Google Cloud latest_short: model profile
Reference profile of Google Cloud Speech-to-Text latest_short, a rolling Conformer-based model tag for short utterances and command-style speech.
Google Cloud latest_short is a model tag in the Cloud Speech-to-Text API that routes requests to Google's current Conformer-based recognition models for short utterances such as commands and other single shot directed speech.
Specifications
| Developer | Google (Google Cloud) |
| Released | The latest model tag was introduced in April 2022 |
| Model type | Rolling model tag over Conformer-based ASR models; short-form, command-oriented recognition |
| Languages | Not publicly disclosed. Feature support varies by language. |
| Modes (batch / streaming) | Selectable across speech:recognize (synchronous), speech:longrunningrecognize (batch), and streaming in V1 |
| Latency | Not publicly disclosed as a numeric figure. Tuned for low-latency single-utterance endpointing |
| Throughput / concurrency | V2 batch requests accept up to 15 files per request; files up to 8 hours |
| Deployment | Google Cloud Speech-to-Text API (V1 and V2 managed cloud service) |
| Pricing | Billed as a standard model; V2 standard recognition from $0.016 per minute down to $0.004 at the highest published tier; standard dynamic batch $0.003 per minute |
Not disclosedParameters · Training data · License
Full technical breakdown9 sections
Overview
latest_short is presented in Google's documentation as a rolling model tag rather than a pinned model release. Google's docs call latest a "model tag," and the 2022 launch post states that specifying latest_short gives access to "our latest conformer models as we continue to update them". The docs state that the current Latest models are based on Conformer technology but "may change in the future".

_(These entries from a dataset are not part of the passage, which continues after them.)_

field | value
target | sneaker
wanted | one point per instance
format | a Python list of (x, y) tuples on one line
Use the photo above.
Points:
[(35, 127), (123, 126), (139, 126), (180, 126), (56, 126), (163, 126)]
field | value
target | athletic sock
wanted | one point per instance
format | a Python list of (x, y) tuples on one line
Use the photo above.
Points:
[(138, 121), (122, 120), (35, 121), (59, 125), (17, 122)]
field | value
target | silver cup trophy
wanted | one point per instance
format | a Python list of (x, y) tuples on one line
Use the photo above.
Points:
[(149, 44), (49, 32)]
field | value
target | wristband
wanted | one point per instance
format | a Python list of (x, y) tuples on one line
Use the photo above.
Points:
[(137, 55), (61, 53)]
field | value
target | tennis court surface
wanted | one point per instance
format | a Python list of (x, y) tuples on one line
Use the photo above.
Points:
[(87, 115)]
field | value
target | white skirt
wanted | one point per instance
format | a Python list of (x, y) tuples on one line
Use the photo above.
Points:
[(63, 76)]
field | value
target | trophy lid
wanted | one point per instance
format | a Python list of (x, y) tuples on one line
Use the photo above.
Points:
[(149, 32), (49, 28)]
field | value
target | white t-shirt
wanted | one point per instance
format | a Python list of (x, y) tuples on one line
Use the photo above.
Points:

The model tag is intended for utterances "a few seconds in length," especially commands or other "single shot directed speech". Google positions latest_short as the successor to command_and_search: the V1 transcription-model docs say latest_short should be considered instead of command_and_search, which is classified among models "mostly based on classic non-conformer architectures" retained mainly for backward compatibility.
Google's documentation distinguishes two boundaries that are often conflated. The latest_short model docs describe a speech-behavior specialization (utterances a few seconds long), while the request-mode docs describe an API mechanics threshold: synchronous recognition for audio under one minute, asynchronous batch recognition for audio longer than 60 seconds. The source document identifies the under-60-second boundary as a synchronous request limit rather than part of the model definition.
Capabilities and features
- Short-utterance recognition: intended for utterances a few seconds in length, especially commands or other single shot directed speech.
- Single-utterance behavior: when a recognizer uses latest_short, Cloud Speech-to-Text stops recognition once it detects the utterance has finished, returns an END_OF_SINGLE_UTTERANCE event, and in streaming mode closes the stream automatically after the utterance ends.
- Silence sensitivity: short-form models such as latest_short and command_and_search are more suited to short audio and prompts and are likely to return results once they detect a period of silence.
- Multi-mode selection: in V1, model selection applies across speech:recognize, speech:longrunningrecognize, and streaming, so latest_short can be selected for long-running (batch) recognition as well as synchronous and streaming requests.
- Confidence values: confidence values for Latest models are returned but are "not truly a confidence score".
- Channel restriction: in the V2 client reference, separate-per-channel recognition cannot be selected when the model is latest_short.
Language support
The source does not state a language count for latest_short. Feature support varies by language.
For context within the same portfolio, Google's USM paper describes a 2B-parameter speech model pre-trained on 12 million hours across 300+ languages, with reported performance across 100+ languages; Chirp 2 is documented as USM-based in V2 materials. These figures apply to the USM and Chirp line, not to latest_short.
Performance and benchmarks
- Vendor-reported: Google's release notes state that on January 9, 2024, quality was "substantially improved" for latest_short; the public model name did not change.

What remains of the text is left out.